Wright joined the CC faculty in the fall of 2008, after weighing offers from several other schools. “Timing never was my strong suit,” he says, “except in the matter of Islamic Studies.” Islam, he says, “was not on the radar of most Americans before 9/11, despite 20 percent of the world’s population being Muslim.” He chose CC over a prestigious public research university for a variety of reasons. “I believe in the importance of undergraduate education and was excited about meeting students at a critical time in their lives, where you can have a significant impact,” he said. He also liked the collegiality of CC’s religion department. “Overall, I felt that this was a better place for me,” he said.
Wright’s fields of expertise are Islamic sacred literature and its interpretation, Islam in the Americas, the history of religions, theory and method in religious studies, and religion and violence. He says that, in order to better understand the sacred texts of Islam, he spends a significant portion of his time studying the history and literature of both Judaism and Christianity.
There is no scale of justice in Wright’s office. Instead, one of the first things a visitor notices is a large, silver samovar surrounded by small Moroccan tea glasses. Islamic Studies are not just about texts, Wright says. There is an entire civilization built around the values of Muslim culture, and one of the preeminent values of that culture is hospitality.

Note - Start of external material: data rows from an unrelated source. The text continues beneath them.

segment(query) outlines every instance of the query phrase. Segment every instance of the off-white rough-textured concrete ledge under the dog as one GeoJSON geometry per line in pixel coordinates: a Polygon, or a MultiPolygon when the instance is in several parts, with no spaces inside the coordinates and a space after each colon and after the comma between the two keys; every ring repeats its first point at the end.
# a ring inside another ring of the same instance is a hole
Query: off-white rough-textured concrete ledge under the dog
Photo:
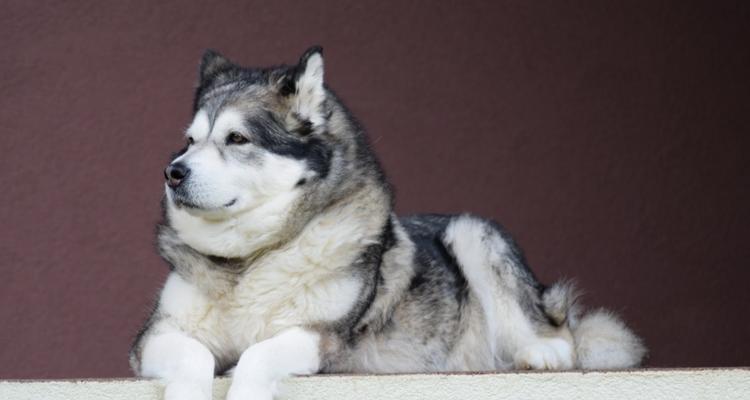
{"type": "MultiPolygon", "coordinates": [[[[214,399],[230,381],[219,378],[214,399]]],[[[147,380],[0,381],[3,400],[158,400],[147,380]]],[[[281,399],[750,399],[750,369],[324,375],[289,379],[281,399]]],[[[250,399],[248,399],[250,400],[250,399]]]]}

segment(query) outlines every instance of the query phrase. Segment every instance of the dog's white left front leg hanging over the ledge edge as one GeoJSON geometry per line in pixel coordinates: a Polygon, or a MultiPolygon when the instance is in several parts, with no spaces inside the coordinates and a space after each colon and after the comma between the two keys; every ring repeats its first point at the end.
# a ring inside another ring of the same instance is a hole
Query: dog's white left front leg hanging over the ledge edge
{"type": "Polygon", "coordinates": [[[143,344],[139,375],[162,379],[165,400],[211,400],[214,356],[181,333],[154,334],[143,344]]]}

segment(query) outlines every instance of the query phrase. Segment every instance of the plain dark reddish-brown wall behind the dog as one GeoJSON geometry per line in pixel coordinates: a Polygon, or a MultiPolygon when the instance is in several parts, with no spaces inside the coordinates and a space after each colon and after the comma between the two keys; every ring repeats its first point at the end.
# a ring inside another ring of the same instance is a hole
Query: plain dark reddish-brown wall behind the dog
{"type": "Polygon", "coordinates": [[[747,3],[57,3],[0,12],[0,378],[130,374],[202,50],[314,43],[400,212],[503,222],[649,366],[750,364],[747,3]]]}

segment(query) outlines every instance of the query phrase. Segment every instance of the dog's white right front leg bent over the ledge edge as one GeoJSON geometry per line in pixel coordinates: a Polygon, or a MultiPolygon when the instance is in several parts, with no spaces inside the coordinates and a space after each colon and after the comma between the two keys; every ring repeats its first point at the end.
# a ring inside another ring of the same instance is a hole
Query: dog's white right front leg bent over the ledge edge
{"type": "Polygon", "coordinates": [[[281,379],[319,368],[320,334],[290,328],[242,353],[227,400],[271,400],[281,379]]]}

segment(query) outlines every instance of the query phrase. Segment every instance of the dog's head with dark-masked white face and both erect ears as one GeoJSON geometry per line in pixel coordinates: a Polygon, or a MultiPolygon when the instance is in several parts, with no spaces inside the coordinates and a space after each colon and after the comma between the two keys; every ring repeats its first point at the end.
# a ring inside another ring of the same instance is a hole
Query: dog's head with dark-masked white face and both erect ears
{"type": "Polygon", "coordinates": [[[186,147],[165,169],[169,225],[191,247],[249,256],[306,222],[357,175],[362,133],[325,87],[312,47],[297,65],[200,66],[186,147]]]}

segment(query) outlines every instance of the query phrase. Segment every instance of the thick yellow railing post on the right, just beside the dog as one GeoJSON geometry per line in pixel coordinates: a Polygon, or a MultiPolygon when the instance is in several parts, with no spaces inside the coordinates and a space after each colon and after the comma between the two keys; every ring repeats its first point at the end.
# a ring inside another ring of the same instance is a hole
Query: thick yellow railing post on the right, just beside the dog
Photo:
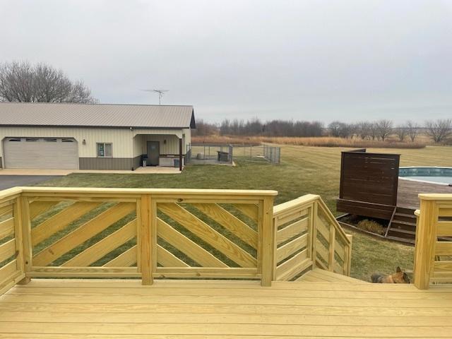
{"type": "Polygon", "coordinates": [[[415,286],[427,290],[430,285],[430,273],[434,263],[436,242],[436,221],[438,208],[436,201],[420,198],[420,216],[416,227],[415,267],[413,276],[415,286]]]}

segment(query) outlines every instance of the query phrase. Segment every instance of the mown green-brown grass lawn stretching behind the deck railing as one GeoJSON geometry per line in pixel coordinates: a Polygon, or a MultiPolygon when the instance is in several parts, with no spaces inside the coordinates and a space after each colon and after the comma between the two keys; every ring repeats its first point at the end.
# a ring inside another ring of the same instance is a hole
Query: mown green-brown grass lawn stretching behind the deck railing
{"type": "MultiPolygon", "coordinates": [[[[281,145],[280,165],[237,160],[236,167],[187,166],[182,174],[70,174],[39,186],[191,188],[191,189],[274,189],[275,203],[304,194],[319,194],[335,213],[339,194],[340,151],[281,145]]],[[[401,166],[452,167],[452,148],[369,149],[368,152],[400,153],[401,166]]],[[[349,232],[349,231],[347,231],[349,232]]],[[[369,280],[376,271],[393,273],[396,266],[412,269],[413,248],[351,232],[353,239],[352,276],[369,280]]]]}

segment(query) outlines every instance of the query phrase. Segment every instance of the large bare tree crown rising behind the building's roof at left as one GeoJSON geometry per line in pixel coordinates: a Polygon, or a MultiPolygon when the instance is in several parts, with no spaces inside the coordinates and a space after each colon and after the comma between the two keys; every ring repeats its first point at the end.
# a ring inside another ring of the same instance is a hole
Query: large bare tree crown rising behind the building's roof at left
{"type": "Polygon", "coordinates": [[[28,61],[0,64],[0,101],[93,103],[82,81],[71,81],[61,69],[28,61]]]}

Wright’s two sons, a toddler and newborn when he started out on his path toward Islamic Studies, are now 10 and 12 years old. His wife, an active member of the Pittsburgh theater community who wrote and directed plays, is currently a certified Pilates instructor and teaches Pilates and yoga as physical therapy.
I love it. “There is no scale of justice in Wright’s office. Instead, one of the first things a visitor notices is a large, silver samovar surrounded by small Moroccan tea glasses.”
Hospitality seems to be in the sense of bringing in strangers to ones house doesn’t seem to exist in the USA as it does in other countries.